Économie

Pour sortir de la crise, l'Europe doit (enfin) passer au politique

Temps de lecture : 3 min

Depuis trois ans, les difficultés de la construction de l'euro se sont révélées. Négocier un pacte budgétaire ne suffira pas. Un pacte de croissance non plus.

Angela Merkel et François Hollande le 15 mai 2012. REUTERS/Fabrizio Bensch
Angela Merkel et François Hollande le 15 mai 2012. REUTERS/Fabrizio Bensch

Voilà trois ans que l'Europe est en crise gravissime. Le continent frôle la récession, ses divisions internes se creusent avec l'emploi au nord et le chômage au sud, les populations se dressent, se tournent vers les populistes et les responsables sont toujours aussi incapables de prendre des décisions de sauvetage convaincantes. Les investisseurs mondiaux perdent espoir, tandis que le découragement gagne les plus historiques militants de la cause européenne.

«Nous avons fait beaucoup de chemin!» clament les optimistes. C'est vrai. Qui aurait dit que l'Allemagne accepterait de payer deux plans d'aide pour la Grèce? Que la Banque centrale européenne ouvrirait grandes ses caisses pour refinancer les banques? Que 500 milliards seraient mis à disposition dans un pare-feu pour les autres pays latins? Et que Paris et Berlin discuteraient d'un pacte de croissance? L'Europe patauge dans la boue, certes, mais elle avance.

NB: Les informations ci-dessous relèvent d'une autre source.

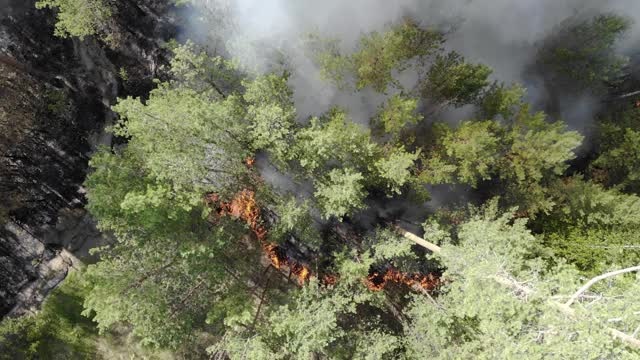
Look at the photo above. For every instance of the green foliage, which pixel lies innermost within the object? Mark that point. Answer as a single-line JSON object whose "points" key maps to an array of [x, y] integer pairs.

Hélas, la boue monte. L'accalmie observée depuis l'ouverture en décembre par la Banque centrale européenne d'un «open bar» pour les banques s'est achevée. La crise est de retour. Cause économique: Mario Draghi a reconnu que la politique monétaire ne résout rien, les crédits sont là, mais il n'y a pas d'entrepreneurs pour en demander. Cause politique: l'austérité apporte les vents mauvais des années 1930.

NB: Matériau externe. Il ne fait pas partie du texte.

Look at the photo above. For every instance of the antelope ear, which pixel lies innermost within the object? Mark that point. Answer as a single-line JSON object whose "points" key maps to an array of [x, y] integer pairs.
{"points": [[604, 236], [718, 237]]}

Depuis trois ans, les difficultés de la construction de l'euro se sont révélées. On sait maintenant l'illusion qu'il y avait à s'en tenir aux décisions de Maastricht. On sait que le professeur américain Robert Mundell avait raison dans ses mises en garde: une union monétaire ne peut survivre qu'accompagnée d'une union politique. La crise européenne ne sera pas arrêtée par un pacte budgétaire même ficelé à double noeud, ni par une politique monétaire ultralaxiste, ni par un pacte de croissance issu d'un laborieux compromis franco-allemand. Il faut aller jusqu'à l'union politique et vite en fixer l'agenda.

L'erreur de Hollande

Pourquoi? Parce que ce qu'il faut faire –établir une solidarité d'ensemble des Etats membres– impose un grand abandon de souveraineté des peuples et que ce processus n'est possible que si la démocratie se reconstruit au niveau supérieur, celui de l'Union. Le gouvernement économique européen, qu'il faut mettre en place, ne sera légitime qu'inscrit dans une démocratie européenne retrempée. Les byzantines institutions actuelles sont trop impuissantes et trop contestées.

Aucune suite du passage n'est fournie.